C'est une occasion unique de voir des films d'amateurs et d'habitants ayant pour objet leur lieu de vie, la vie même, dans ce que l'on appelle les grands ensembles.
La récolte de films Super 8 permet ainsi de saisir à la fois la transformation du regard sur cet urbanisme, une vie heureuse (celle des souvenirs) et une réalité d'aujourd'hui peut-être un peu cachée, à l'image des bambins qui y jouent au magicien, sous le drap de la nostalgie réparatrice.
C'est beau, touchant, et on se demande pourquoi autant de bonheurs avoués devant la caméra Super 8 et devant la caméra vidéo d'aujourd'hui ont pu s'écraser sur les ruines des tours que l'on "déconstruit".
Mais le ton est juste. Les gens sont justes.
Ne manquez pas cela.
Voyons en forme d'échange comment certains photographes ont représenté ces grands ensembles au travers des cartes postales. Nul doute que les habitants visibles dans ce documentaire sont parfois descendus chez le marchand de journaux acheter une de ces cartes postales en passant chez le photographe pour déposer la cartouche de Super 8 à développer. Avec un peu de chance, la marraine restée à la campagne aura reçu ainsi l'invitation à venir à Noël et pourra sur l'écran tendu dans la salle à manger moderne agrémentée de l'armoire normande voir l'anniversaire ou la communion du petit dernier. Les trois cartes qui suivent ne sont pas forcément celles des lieux du documentaire.
















Alors que cette carte postale Raymon comporte de nombreux défauts, j'en fais pour ma part des qualités.
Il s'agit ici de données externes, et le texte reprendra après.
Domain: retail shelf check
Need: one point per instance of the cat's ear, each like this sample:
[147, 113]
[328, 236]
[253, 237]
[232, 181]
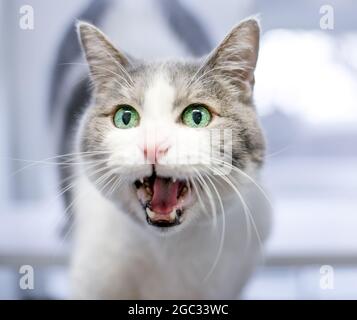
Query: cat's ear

Nous sommes à Vigneux et le stylo-bille baveux qui a marqué cette carte postale me trouble un peu. Les lettres tremblées posées dans le ciel sali et percé de cette image affirme la localisation comme s'il était impossible en retournant la carte postale de la retrouver. Imprimées avec la gaucherie d'un décalage des couleurs, les tours de Vigneux semblent fragiles ou perçues à travers un filtre ophtalmique bien curieux.
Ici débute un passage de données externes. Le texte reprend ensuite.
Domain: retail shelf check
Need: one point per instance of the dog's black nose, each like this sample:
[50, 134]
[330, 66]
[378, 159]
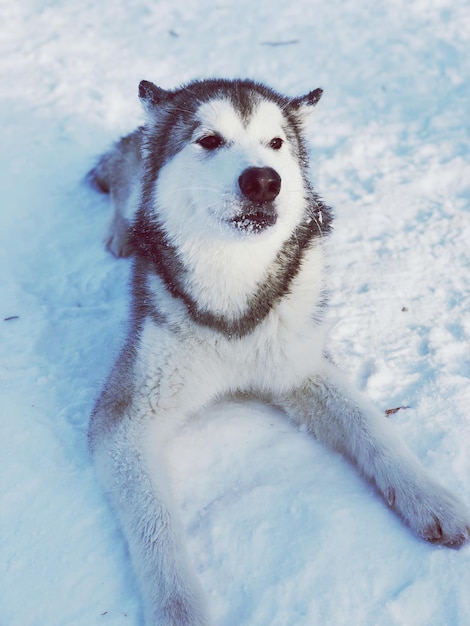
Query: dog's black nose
[260, 184]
On notera que l'éditeur nomme la carte postale "Les Grands Ensembles" ce qui dit que cette appellation existait déjà à l'époque de cette image.
Puis...

















...en avion au dessus de Villiers-le-Bel, nous voyons les quartiers des Carreaux et de la Fauconnerie. Les éditions Lapie nous proposent une véritable photographie expédiée en 1964 mais bien colorisée...













Au premier plan, la ville est encore en construction, tout comme la vie de la correspondante qui indique qu'elle vient de prendre son travail à l'usine.
Plus récente...
















...cette carte postale d'Evry Ville Nouvelle (sic) nous montre aussi d'avion le centre. La photographie est de D. Planquette pour les Images Chouettes éditeur !
Certainement l'une des plus belles villes de ce type en France, l'une des plus vues dans le film également.
On y apprend la chose incroyable que les remblais de cette ville nouvelle viennent du trou des Halles de Paris !
La carte postale est une carte envoyée pour un concours en 1986.
Ne me reste qu'à remercier Erwan pour son conseil.